Francesco Aprile, Già così tenera di folla (per F. S. Dòdaro), Oèdipus, 2019

by Oronzo Liuzzi

 

Ho conosciuto Francesco Saverio Dòdaro a Lecce negli anni novanta. Un incontro durato alcune ore a casa sua. Un creativo contemporaneo produttivo del linguaggio è stato Dòdaro, con uno sguardo attento sulla realtà, sui cambiamenti storici, un predicatore della sua epoca, vivace, rivoluzionario, innovativo, all’insegna dell’essenziale. Ci siamo incrociati spiritualmente varie volte in numerose manifestazioni, eventi artistici e letterari. È stato bello per me far parte della collana ‘Compact Type. Nuova narrativa’ ideata e diretta da lui e da Antonio Verri per le Edizioni Pensionante dè Saraceni a Caprarica di Lecce nel 1990.

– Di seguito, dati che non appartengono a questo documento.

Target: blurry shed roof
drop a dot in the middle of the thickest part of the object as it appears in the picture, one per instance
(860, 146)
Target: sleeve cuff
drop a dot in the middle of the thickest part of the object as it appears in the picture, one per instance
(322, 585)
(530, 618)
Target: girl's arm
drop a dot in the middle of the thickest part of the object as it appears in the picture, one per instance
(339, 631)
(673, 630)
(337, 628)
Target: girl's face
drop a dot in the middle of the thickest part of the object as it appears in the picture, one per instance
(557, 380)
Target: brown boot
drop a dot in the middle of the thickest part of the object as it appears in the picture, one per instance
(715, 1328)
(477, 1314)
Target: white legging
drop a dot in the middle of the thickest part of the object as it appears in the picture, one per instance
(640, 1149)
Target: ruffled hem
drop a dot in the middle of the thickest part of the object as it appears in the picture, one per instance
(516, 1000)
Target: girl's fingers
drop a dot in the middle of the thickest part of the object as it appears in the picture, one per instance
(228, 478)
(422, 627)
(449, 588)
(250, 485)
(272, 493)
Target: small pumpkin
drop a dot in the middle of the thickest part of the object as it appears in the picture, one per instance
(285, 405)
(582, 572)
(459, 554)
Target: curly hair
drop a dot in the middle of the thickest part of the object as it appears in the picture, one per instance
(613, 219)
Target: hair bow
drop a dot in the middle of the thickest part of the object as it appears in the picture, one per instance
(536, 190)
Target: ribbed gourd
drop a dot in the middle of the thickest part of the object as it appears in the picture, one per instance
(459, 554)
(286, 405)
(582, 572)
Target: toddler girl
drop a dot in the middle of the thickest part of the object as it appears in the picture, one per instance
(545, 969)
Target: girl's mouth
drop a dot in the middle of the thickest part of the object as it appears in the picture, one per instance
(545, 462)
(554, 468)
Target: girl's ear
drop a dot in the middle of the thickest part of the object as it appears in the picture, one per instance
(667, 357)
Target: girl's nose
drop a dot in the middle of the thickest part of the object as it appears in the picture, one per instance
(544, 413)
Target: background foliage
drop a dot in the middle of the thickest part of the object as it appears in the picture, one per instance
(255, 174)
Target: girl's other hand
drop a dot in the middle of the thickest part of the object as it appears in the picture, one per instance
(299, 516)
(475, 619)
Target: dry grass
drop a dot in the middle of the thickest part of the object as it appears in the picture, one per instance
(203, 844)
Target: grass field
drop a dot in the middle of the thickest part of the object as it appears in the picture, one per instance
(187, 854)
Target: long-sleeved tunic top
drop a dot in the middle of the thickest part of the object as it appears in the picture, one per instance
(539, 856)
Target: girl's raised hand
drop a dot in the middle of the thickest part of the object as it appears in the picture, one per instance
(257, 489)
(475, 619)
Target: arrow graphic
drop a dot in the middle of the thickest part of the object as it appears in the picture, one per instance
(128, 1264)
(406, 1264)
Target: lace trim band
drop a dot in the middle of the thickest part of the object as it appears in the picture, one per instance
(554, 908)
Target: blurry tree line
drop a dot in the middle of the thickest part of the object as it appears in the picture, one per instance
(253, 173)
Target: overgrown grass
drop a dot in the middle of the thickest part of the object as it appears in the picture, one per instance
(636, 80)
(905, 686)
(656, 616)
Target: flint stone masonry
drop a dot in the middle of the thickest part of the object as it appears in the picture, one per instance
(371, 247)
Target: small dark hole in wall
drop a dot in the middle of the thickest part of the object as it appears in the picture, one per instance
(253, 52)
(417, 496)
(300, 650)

Anche Francesco Aprile ha conosciuto Saverio, lasciandosi coinvolgere dalla stabile determinata complessità e autenticità del suo linguaggio. Nel racconto poetico di ‘Già così tenera di follaFrancesco Aprile come un fulmine colloquia, dialoga, valorizza, riconosce, compartecipa, attraversa con le sue luci la memoria sempre viva di Dòdaro. La parola sciolta, galoppante, ritmata si ripete, si apre, manifesta, parte, riparte, si appropria, frammenta, rincorre la scrittura del maestro, sigilla sulla pagina il mondo a venire descrive e disegna un segno d’amore.

La parola dell’Autore si fa corpo, sanguina, apprende prende, si congiunge con il volto del maestro. Sotto l’ala della riflessione illumina tutto il credere possibile di un poeta che ha amato la poesia e che non ha mai tradito l’arte.

Aprile attraversa e rincorre la soglia delle pulsazioni della storia un giorno qualsiasi di un anno qualsiasi. Percorre ripercorre descrive con frettolosa velocità i luoghi della memoria il grande tavolo, il grande vecchio, l’ombra della quercia, le ciliegie di Turi, la guerra […] il dopoguerra, Einaudi, l’uovo del presidente […] le campagne il Meridionalismo e Tommaso e Vittore […] un venerdì di febbraio, il nove, come Vanini.

I versi di Francesco Aprile in Già così tenera di folla, sensibili e atti di fede alla vita, sentono i ricordi passare, l’amore ispirato e respirato, raccordano e strutturano immagini sensibili e profonde, attraversano momenti avvenimenti i sensi e i pensieri, si dispongono a bagnarsi di un profondo possibile silenzio, attivano liberamente lo spazio interiore per far fluire la parola poetica, si concretizzano agiscono si fanno percepire e con gioia fugace testimoniano:

   Nel procedere, la dinamica del tuo dire essenziale

concede lo strapiombo,

                                          la vertigine

del profondo

                    nel procedere

lo strapiombo del tuo dire essenziale,

            masticato fra la parola e il gesto,

raccoglie nel diverso i fiori del pittosforo

           il petalo del ciliegio

          le bombe a grappolo nella notte

il pastore sulla murgia

 

Un pensiero che non si conforma al consumo imperante e al calcolo freddo della reale quotidianità domina la scrittura ben definita di Francesco Aprile. La salvezza. La speranza. L’essenza del linguaggio. Un cammino da compiere per un cambiamento dell’esistenza. Sono appelli che devono far aprire un varco dentro di noi per liberare finalmente i luoghi repressi e soffocati della vita, dove l’inutile diventa utile, l’incerto il certo e il tempo si apre nel tempo. Lasciamo che i corpi brillino, riconquistati alla vita, nella padronanza della lingua, oltre la lingua. Facciamo ad ogni parola una congiunzione, dopo apriamo le mani e contiamo il mondo nei segni che abbiamo lasciato.